Granby rounded on him. ‘I don’t mean to say,’ he said, with a smoldering look in his eye that belied his words, ‘that there is anything old-womanish in all these objections—’

‘For there is not, indeed,’ Laurence broke in sharply. ‘You are quite right, Tom; the danger is not a question of blizzards in particular, but that we have not the first understanding of the difficulties particular to the journey. And that we must remedy, first, before we engage either to go or to wait.’

‘If you offer the fellow money to guide you, of course he will say the road is safe,’ Riley said. ‘And then just as likely leave you halfway to nowhere, with no recourse.’

Staunton also tried again to dissuade Laurence, when he came seeking Tharkay’s direction the next morning. ‘He occasionally brings us letters, and sometimes will do errands for the Company in India,’ Staunton said. ‘His father was a gentleman, I believe a senior officer, and took some pains with his education; but still the man cannot be called reliable, for all the polish of his manners. His mother was a native woman, Thibetan or Nepalese, or something like; and he has spent the better part of his life in the wild places of the earth.’

‘For my part, I should rather have a guide half-British than one who can scarcely make himself understood,’ Granby said afterwards, as he and Laurence together picked their way along the back streets of Macau; the late rains were still puddled in the gutters, a thin slick of green overlaid on the stagnating waste. ‘And if Tharkay were not so much a gypsy he wouldn’t be of any use to us; it is no good complaining about that.’

At length they found Tharkay’s temporary quarters: a wretched little two-story house in the Chinese quarter with a drooping roof, held up mostly by its neighbours to either side, all of them leaning against one another like drunken old men, with a landlord who scowled before leading them within, muttering.

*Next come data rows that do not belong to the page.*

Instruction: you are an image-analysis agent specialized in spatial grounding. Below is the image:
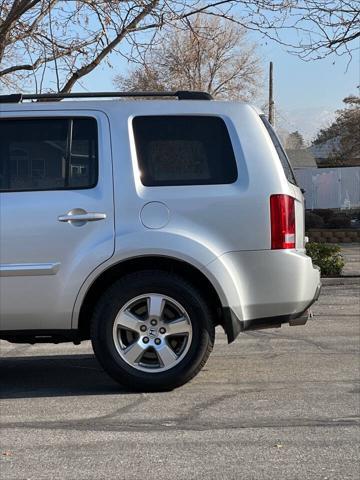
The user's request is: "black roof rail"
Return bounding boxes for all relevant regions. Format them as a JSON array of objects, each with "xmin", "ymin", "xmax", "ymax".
[{"xmin": 0, "ymin": 90, "xmax": 212, "ymax": 103}]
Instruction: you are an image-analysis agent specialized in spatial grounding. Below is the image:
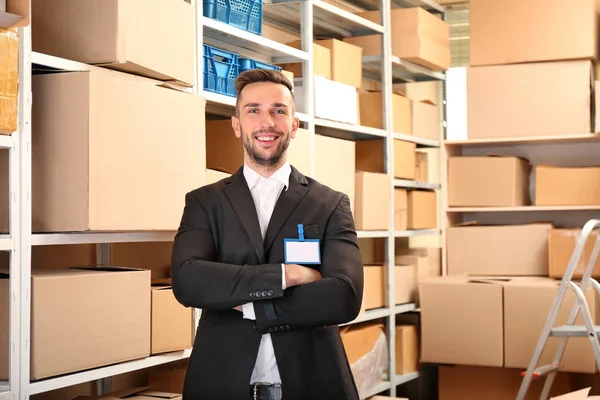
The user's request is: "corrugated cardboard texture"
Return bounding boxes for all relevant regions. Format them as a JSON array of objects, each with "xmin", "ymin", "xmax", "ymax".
[
  {"xmin": 354, "ymin": 172, "xmax": 392, "ymax": 230},
  {"xmin": 535, "ymin": 165, "xmax": 600, "ymax": 206},
  {"xmin": 32, "ymin": 0, "xmax": 195, "ymax": 84},
  {"xmin": 32, "ymin": 72, "xmax": 206, "ymax": 232},
  {"xmin": 467, "ymin": 60, "xmax": 592, "ymax": 139},
  {"xmin": 396, "ymin": 325, "xmax": 419, "ymax": 375},
  {"xmin": 548, "ymin": 229, "xmax": 600, "ymax": 279},
  {"xmin": 504, "ymin": 279, "xmax": 600, "ymax": 373},
  {"xmin": 408, "ymin": 190, "xmax": 437, "ymax": 229},
  {"xmin": 151, "ymin": 287, "xmax": 194, "ymax": 354},
  {"xmin": 448, "ymin": 157, "xmax": 531, "ymax": 207},
  {"xmin": 317, "ymin": 39, "xmax": 362, "ymax": 88},
  {"xmin": 439, "ymin": 366, "xmax": 571, "ymax": 400},
  {"xmin": 0, "ymin": 28, "xmax": 19, "ymax": 135},
  {"xmin": 446, "ymin": 224, "xmax": 552, "ymax": 276},
  {"xmin": 470, "ymin": 0, "xmax": 598, "ymax": 66},
  {"xmin": 31, "ymin": 269, "xmax": 150, "ymax": 379},
  {"xmin": 419, "ymin": 277, "xmax": 506, "ymax": 367}
]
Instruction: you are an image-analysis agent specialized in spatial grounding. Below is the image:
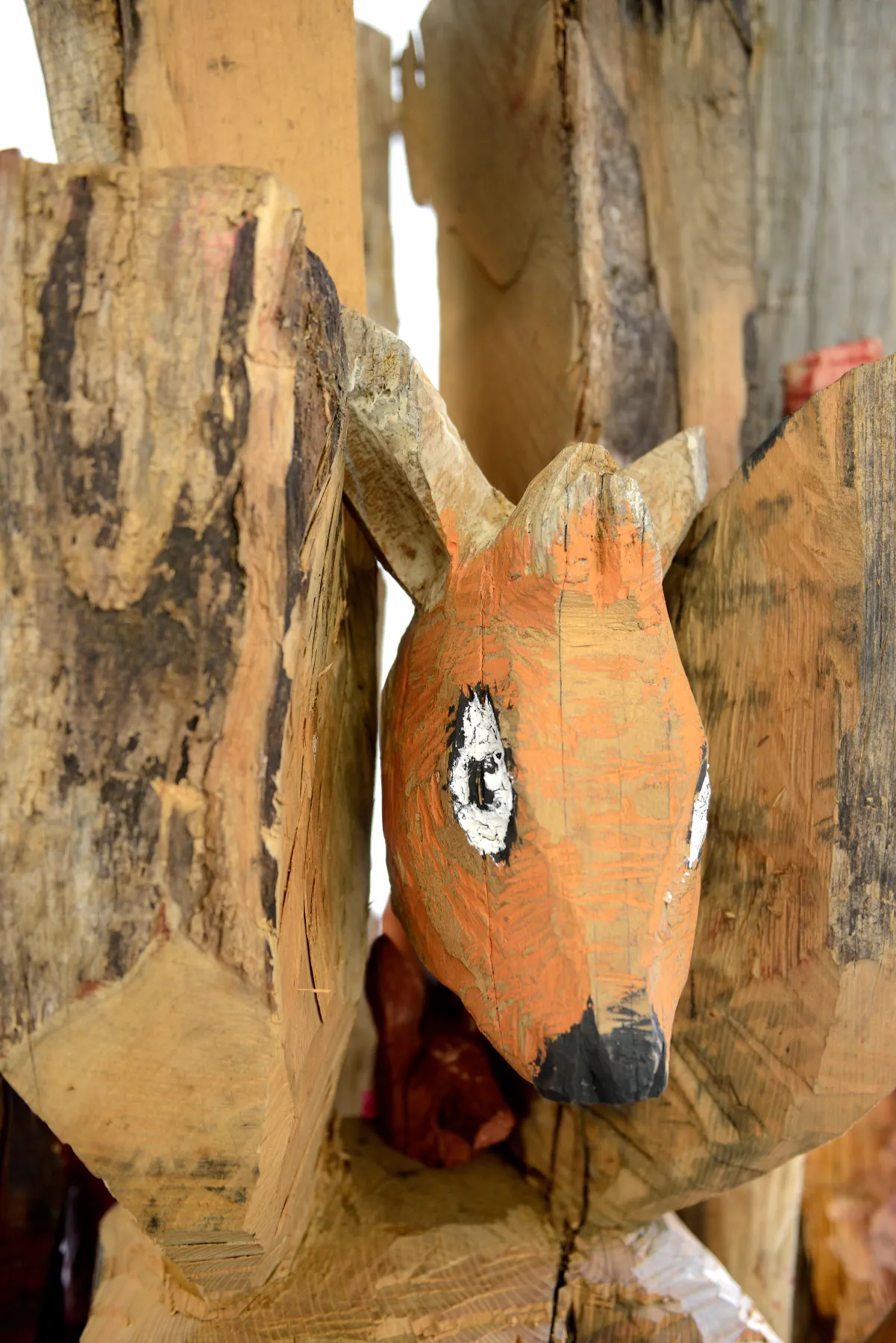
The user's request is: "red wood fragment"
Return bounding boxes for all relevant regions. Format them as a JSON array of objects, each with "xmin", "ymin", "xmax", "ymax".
[{"xmin": 780, "ymin": 336, "xmax": 884, "ymax": 415}]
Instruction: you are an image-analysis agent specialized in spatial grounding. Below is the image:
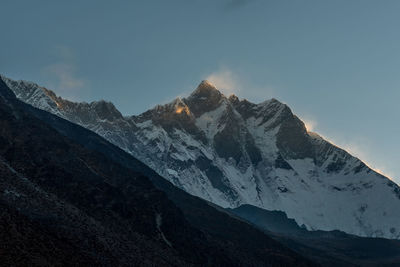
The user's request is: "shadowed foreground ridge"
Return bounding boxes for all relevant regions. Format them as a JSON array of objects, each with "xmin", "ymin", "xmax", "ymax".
[
  {"xmin": 0, "ymin": 81, "xmax": 313, "ymax": 266},
  {"xmin": 1, "ymin": 77, "xmax": 400, "ymax": 239}
]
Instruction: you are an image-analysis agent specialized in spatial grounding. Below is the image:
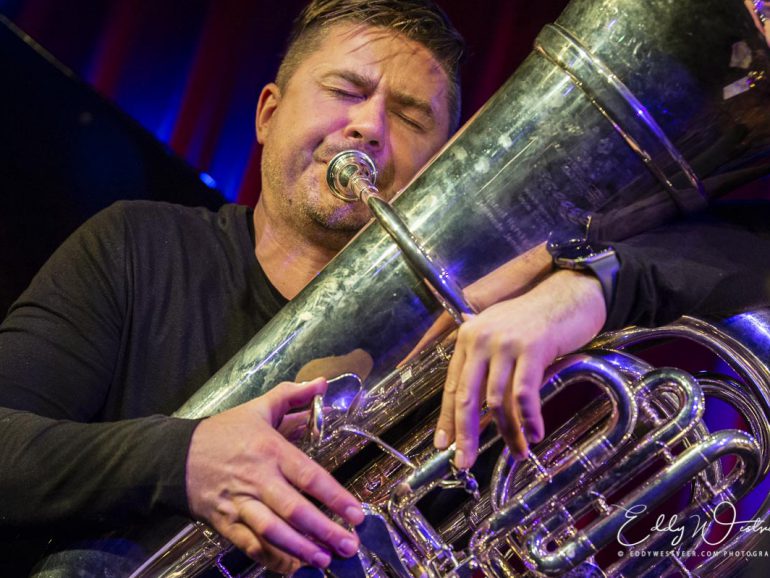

Tharkay was sitting in the central court of the house, feeding the eagle gobbets of raw flesh from a dish; the fingers of his left hand were marked with white scars where the savage beak had cut him on previous feedings, and a few small scratches bled freely now, unheeded. ‘Yes, I came overland,’ he said, to Laurence’s inquiry, ‘but I would not recommend you the same road, Captain; it is not a comfortable journey, when compared against sea travel.’ He did not interrupt his task, but held up another strip of meat for the eagle, which snatched it out of his fingers, glaring at them furiously with the dangling bloody ends hanging from its beak as it swallowed.